Broadly capable AI systems are poised to become an engine of economic growth and scientific progress. The fundamental insight behind this engine is “the bitter lesson”: AI methods that can independently learn by better taking advantage of massive amounts of computation (or “compute”) vastly outcompete methods that are hand-crafted to encode human knowledge.
Nowhere is this more evident than in today’s large language models. Despite the massive capability gains in state-of-the-art language models over the last six years, the key difference between today’s best-performing models and GPT-1 (released in 2018) is scale. The foundational technical architecture remains largely the same, but the amount of computation used in training has increased by a factor of one million. More broadly, the amount of computation used to train the most capable AI models has doubled about every six months from 2010 to today.
The physical manifestations of the bitter lesson are AI data centers: industrial facilities requiring tens of thousands of specialized computer chips, running 24 hours a day, and requiring enormous amounts of electricity. All told, a single AI data center can consume tens of megawatts of power, akin to the consumption of a city with 100,000 inhabitants. Such data centers are needed both to train new AI models and to deploy them at scale in applications like ChatGPT.
Given these trends, we are likely on the cusp of a computing infrastructure build-out like no other. Technological, security, and feasibility challenges will follow. We will need to efficiently network millions of powerful chips together, design infrastructure to protect AI models from sophisticated cyberattacks, and generate massive amounts of energy necessary to run the centers.

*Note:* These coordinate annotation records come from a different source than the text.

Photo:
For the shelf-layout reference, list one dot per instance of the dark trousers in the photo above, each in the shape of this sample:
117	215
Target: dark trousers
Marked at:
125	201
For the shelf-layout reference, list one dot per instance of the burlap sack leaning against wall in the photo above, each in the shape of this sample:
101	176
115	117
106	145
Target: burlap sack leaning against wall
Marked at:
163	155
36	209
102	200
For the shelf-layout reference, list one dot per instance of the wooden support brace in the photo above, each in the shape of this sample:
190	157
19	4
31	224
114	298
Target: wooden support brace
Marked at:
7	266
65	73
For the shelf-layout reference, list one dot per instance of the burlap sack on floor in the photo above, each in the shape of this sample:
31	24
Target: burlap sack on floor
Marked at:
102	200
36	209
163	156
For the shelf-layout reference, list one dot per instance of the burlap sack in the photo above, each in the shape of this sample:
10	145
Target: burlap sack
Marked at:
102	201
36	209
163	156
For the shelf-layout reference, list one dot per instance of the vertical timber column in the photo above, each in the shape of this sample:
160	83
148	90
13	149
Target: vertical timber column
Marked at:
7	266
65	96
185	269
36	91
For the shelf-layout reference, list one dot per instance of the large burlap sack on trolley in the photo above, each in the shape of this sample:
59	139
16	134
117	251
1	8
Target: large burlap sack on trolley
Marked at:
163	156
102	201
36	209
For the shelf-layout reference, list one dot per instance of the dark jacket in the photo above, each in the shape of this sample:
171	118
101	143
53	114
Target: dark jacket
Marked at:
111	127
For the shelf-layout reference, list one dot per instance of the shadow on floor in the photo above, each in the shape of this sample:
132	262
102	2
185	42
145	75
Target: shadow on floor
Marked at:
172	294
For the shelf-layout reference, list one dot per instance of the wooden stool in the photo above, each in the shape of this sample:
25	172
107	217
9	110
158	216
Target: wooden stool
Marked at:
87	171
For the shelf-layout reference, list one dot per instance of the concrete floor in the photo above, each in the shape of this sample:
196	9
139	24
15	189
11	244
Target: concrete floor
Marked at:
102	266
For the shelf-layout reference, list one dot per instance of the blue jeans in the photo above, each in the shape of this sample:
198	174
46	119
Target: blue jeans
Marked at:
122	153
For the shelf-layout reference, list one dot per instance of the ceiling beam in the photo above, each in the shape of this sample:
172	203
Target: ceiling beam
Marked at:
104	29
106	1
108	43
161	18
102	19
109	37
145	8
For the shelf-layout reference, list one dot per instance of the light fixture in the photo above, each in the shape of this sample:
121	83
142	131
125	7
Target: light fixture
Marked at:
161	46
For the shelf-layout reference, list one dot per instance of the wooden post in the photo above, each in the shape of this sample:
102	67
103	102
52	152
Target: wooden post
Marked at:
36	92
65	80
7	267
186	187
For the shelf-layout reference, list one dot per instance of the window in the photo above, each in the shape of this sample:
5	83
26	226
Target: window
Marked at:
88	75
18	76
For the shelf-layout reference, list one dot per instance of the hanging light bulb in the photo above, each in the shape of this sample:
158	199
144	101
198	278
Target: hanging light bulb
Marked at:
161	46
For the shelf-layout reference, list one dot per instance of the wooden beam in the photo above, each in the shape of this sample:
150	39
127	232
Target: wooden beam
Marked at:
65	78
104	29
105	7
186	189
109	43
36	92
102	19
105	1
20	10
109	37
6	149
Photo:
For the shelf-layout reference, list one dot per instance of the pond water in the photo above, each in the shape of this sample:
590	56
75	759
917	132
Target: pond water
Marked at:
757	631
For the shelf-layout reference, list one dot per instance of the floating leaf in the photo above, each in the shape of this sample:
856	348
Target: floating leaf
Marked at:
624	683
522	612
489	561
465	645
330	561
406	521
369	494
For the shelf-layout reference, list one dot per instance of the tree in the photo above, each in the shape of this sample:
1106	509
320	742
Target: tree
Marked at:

These technical challenges create policy challenges: Are we creating conditions such that data centers for training future generations of the most powerful models are built here rather than overseas? Are incentives, regulations, and R&D support in place to ensure private actors develop technology with appropriate security? Is the supply of clean energy increasing at the pace necessary to fuel the grand projects of the next decade: the electrification of transportation, the manufacturing renaissance, and the AI infrastructure buildout?
Over the coming weeks, IFP will propose a plan for achieving these goals.
Part I: How to Build an AI Data Center
In the first piece of the series, Brian Potter examines the technical challenges of building AI data centers. The rise of the internet and its digital infrastructure has required the construction of vast amounts of physical infrastructure to support it. Modern data centers demand as much power as a small city, and campuses of multiple data centers can use as much power as a large nuclear reactor. The rise of AI will accelerate this trend, requiring even more data centers that are increasingly power-intensive.
Part II: How to Build the Future of AI in the United States
In the second piece, Tim Fist and Arnab Datta examine the key trends influencing the shape of AI development, and what they will mean for building the data centers of the future. Given trends in cluster sizes and power demands, AI firms are increasingly looking abroad to fulfill their energy needs. The key technological barrier to building 5 GW clusters in the U.S. within 5 years is building new power capacity. The most viable path to doing this is by rapidly deploying “behind-the-meter” generation. But massive investments in new power capacity for AI data centers will count for little if the next generation of AI data centers suffers from the same security gaps as those that exist today.
In the last piece in the series, we will analyze the policy levers available to the United States to ensure that future generations of data centers are built securely here.
Although the US has been the innovation leader in artificial intelligence thus far, that status is not guaranteed. Across the value chain, other countries are investing heavily to capture a portion of the industry, whether it’s China investing in manufacturing new AI chips, or Saudi and Emirati sovereign wealth funds investing in new data centers.
We can hardly expect to control 100% of the AI market for years to come, nor should we. But only thoughtful, concerted policy action can ensure the future of AI is built responsibly in the United States. This series will offer a roadmap for maintaining American technological leadership.